On met beaucoup en avant l’IA et on a l'impression qu’elle change tout. Mais en fait c'est toute la transformation digitale qui est derrière, l'accès et le traitement des données... Tous les pays qui investissent dans cette transformation sont ceux qui ont les taux de chômage les plus bas. Le numérique aujourd'hui est le secteur qui embauche le plus devant tous les autres en France. Il y a 20 ans, dans ce secteur, 80% des emplois du web, du digital, que nous connaissons aujourd’hui n'existaient pas.

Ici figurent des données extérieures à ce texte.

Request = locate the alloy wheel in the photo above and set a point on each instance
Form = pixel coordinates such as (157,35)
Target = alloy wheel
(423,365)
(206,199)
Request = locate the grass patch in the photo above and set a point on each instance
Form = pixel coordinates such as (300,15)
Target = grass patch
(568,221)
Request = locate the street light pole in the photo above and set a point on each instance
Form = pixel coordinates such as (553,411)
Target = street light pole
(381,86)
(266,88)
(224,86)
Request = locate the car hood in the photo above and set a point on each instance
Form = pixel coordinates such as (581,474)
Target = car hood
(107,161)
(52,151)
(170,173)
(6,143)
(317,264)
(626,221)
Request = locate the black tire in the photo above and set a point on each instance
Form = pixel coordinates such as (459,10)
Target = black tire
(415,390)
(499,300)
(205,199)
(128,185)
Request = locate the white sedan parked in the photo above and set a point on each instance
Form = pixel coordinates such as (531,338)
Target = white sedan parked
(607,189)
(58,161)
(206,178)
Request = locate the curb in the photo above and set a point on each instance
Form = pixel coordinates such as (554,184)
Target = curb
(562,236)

La relation client change également. L'IA permet d'envisager des nouveaux modes de relations avec les publics, par le langage naturel comme avec les assistants intelligents ou les chatbots. L’IA est aussi beaucoup utilisée par les constructeurs automobiles.
Ces avancées soulèvent des questions liées aux données privées et tous les sujets sont aujourd'hui sur la table.
Pour un jeune souhaitant s’orienter vers ce domaine, quels conseils lui donneriez-vous ? Quelles compétences clés lui conseilleriez-vous de développer ?
Pour commencer, il faut s'intéresser au domaine. Lire un peu et démystifier ce que l'intelligence artificielle recouvre.
Ensuite il existe 2 possibilités :
- Vouloir faire de la recherche dans ce domaine au sein d’un laboratoire. Dans ce cas-là, c'est vers l'université, avec un master puis un doctorat, que le jeune s'orientera.
- Participer à l’utilisation de l’IA dans une entreprise. Le cursus d'ingénieur avec des data sciences doit permettre d’atteindre cet objectif.
Plus largement, dans beaucoup d'autres métiers, on s'intéresse à cette discipline sans pour autant développer de l'intelligence artificielle. Dans des fonctions managériales et de marketing par exemple, les professionnels vont utiliser de plus en plus ces nouveaux outils. Un artiste peut aussi se former à l'IA pour revisiter ses pratiques artistiques et utiliser ces technologies.
Il faut donc se poser les questions suivantes : Dans les secteurs qui m'intéressent, dans les métiers qui m'intéressent, quel impact peut avoir l'intelligence artificielle ? Qu'est ce que l’IA peut changer ? Qu'est-ce qu’elle peut apporter de nouveau ? A quoi il faut faire attention ? etc.
La qualité la plus importante est la curiosité. Si nous ne sommes pas curieux il ne va pas se passer grand-chose.
La seconde qualité est la persévérance. La persévérance paie toujours, nous ne sommes pas devant des éléments forcément simples. La réalité est toujours un peu plus compliquée. Il ne faut pas s'arrêter aux premières difficultés et persévérer.
Merci à Jean-Claude Heudin d’avoir répondu à nos questions et pour le temps consacré.